Even after he confessed whatever he confessed to the wife, she continues to stay with him. To. This. Day. At first, I was rooting for her, and hoping she’d leave his lying ass. But no, the glory and fame and money of being a social media family is more important. As they rake in the money from their videos, exploiting their own children I might add, they prove they have no moral compass even though they claim to be True Christians. They will stay together because it would cost them everything to not be together, which they’ve admitted to. They make fistsfuls of money so why wouldn’t wifey turn a blind eye while the money is rolling in?
Children of God? Good Christians? What. Ev. Ah.
If you didn’t think he was a narcissist and was just a confused young man who eventually realized the wrongs he had done and deleted the app just as he realized he was getting internet famous, then you need to see this documentary.
You can watch his crocodile tears. And his explanations for gaslighting his wife. Oh, how sorry he was…
Sorry he got caught, like all cheaters.
But check this out!
This man wanted to know if his wife was pregnant and decided to be a devious prick about it for clicks and views.
This man actually somehow got his wife’s pee out of the toilet (doesn’t she flush???? EUUUWWWWWWWW) and did a pregnancy test behind her back. He discovered she was pregnant before she did and videotaped all of it for their fans. The scooping of the pee, the test, the positive result, and then surprising his wife with the news that she is pregnant.
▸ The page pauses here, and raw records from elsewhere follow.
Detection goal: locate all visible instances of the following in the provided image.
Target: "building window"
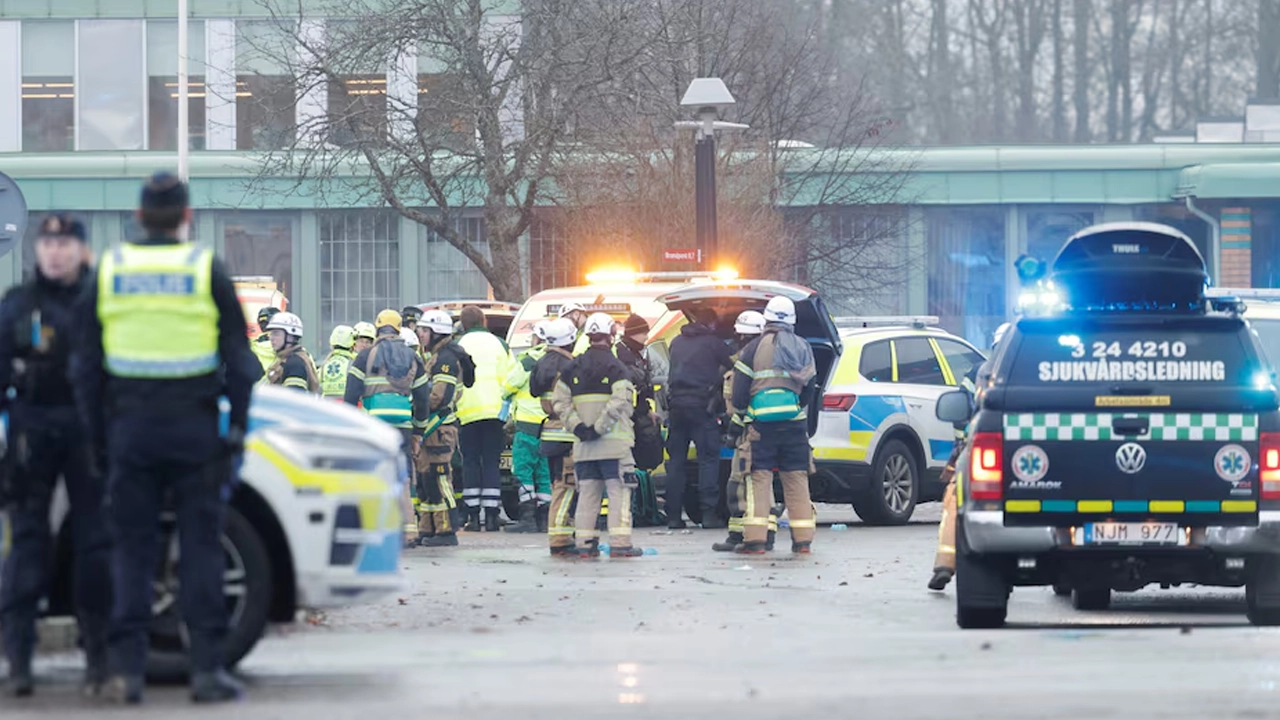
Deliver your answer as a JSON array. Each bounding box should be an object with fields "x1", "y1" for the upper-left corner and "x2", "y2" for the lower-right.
[
  {"x1": 529, "y1": 212, "x2": 571, "y2": 294},
  {"x1": 418, "y1": 51, "x2": 473, "y2": 150},
  {"x1": 927, "y1": 207, "x2": 1006, "y2": 349},
  {"x1": 423, "y1": 216, "x2": 490, "y2": 300},
  {"x1": 222, "y1": 214, "x2": 294, "y2": 306},
  {"x1": 236, "y1": 21, "x2": 296, "y2": 150},
  {"x1": 328, "y1": 73, "x2": 387, "y2": 146},
  {"x1": 320, "y1": 211, "x2": 400, "y2": 331},
  {"x1": 77, "y1": 20, "x2": 146, "y2": 150},
  {"x1": 21, "y1": 21, "x2": 75, "y2": 152},
  {"x1": 147, "y1": 20, "x2": 207, "y2": 150}
]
Live on the TikTok or Gram or whatever they use.
Is that not the most disgusting story you’ve ever heard? I don’t mean the scooping of the pee, but of the mental gymnastics to think it’s okay to go behind his wife’s back to determine what is going on in her own body and then tell her about it in front of the world?
Control freak. Narcissist. Asshole.
Did their viewers find it cute and fun and funny?
Did God himself say it was cool to manipulate your wife like that?
That woman is so gaslit and in such a controlling marriage, but she doesn’t see it. She forgives his cheating times on Ashley Madison and likely found the whole pregnancy thing hilarious.
I will never get over that. The pregnancy test thing.
UGH.
Anyway, the fires rage on. Humans rage on.
I’ll post more about some of the other shows I’ve been watching another time; right now, I’m getting back to the California fires footage.
Natural disasters can happen to any of us at any time. They are the great equalizer to remind us all that we are humans. Let’s try to be good to each other although, yes, some people deserve kindness more than others.
Escaping into shows can help refocus our thoughts so we don’t get overwhelmed by the current tragedies of disasters, wars, politics, robots, and more.
People who say we don’t need entertainment to take our thoughts away from the real life that is happening right now are very rare. Most of us know we need entertainment of some kind to entice our brains: TV, movies, music, books. And we need the artists who create them all.
Do any of you have any thoughts about these shows? I’d love to see them.
And I’ll continue to follow the California nightmare and hope it ends soon.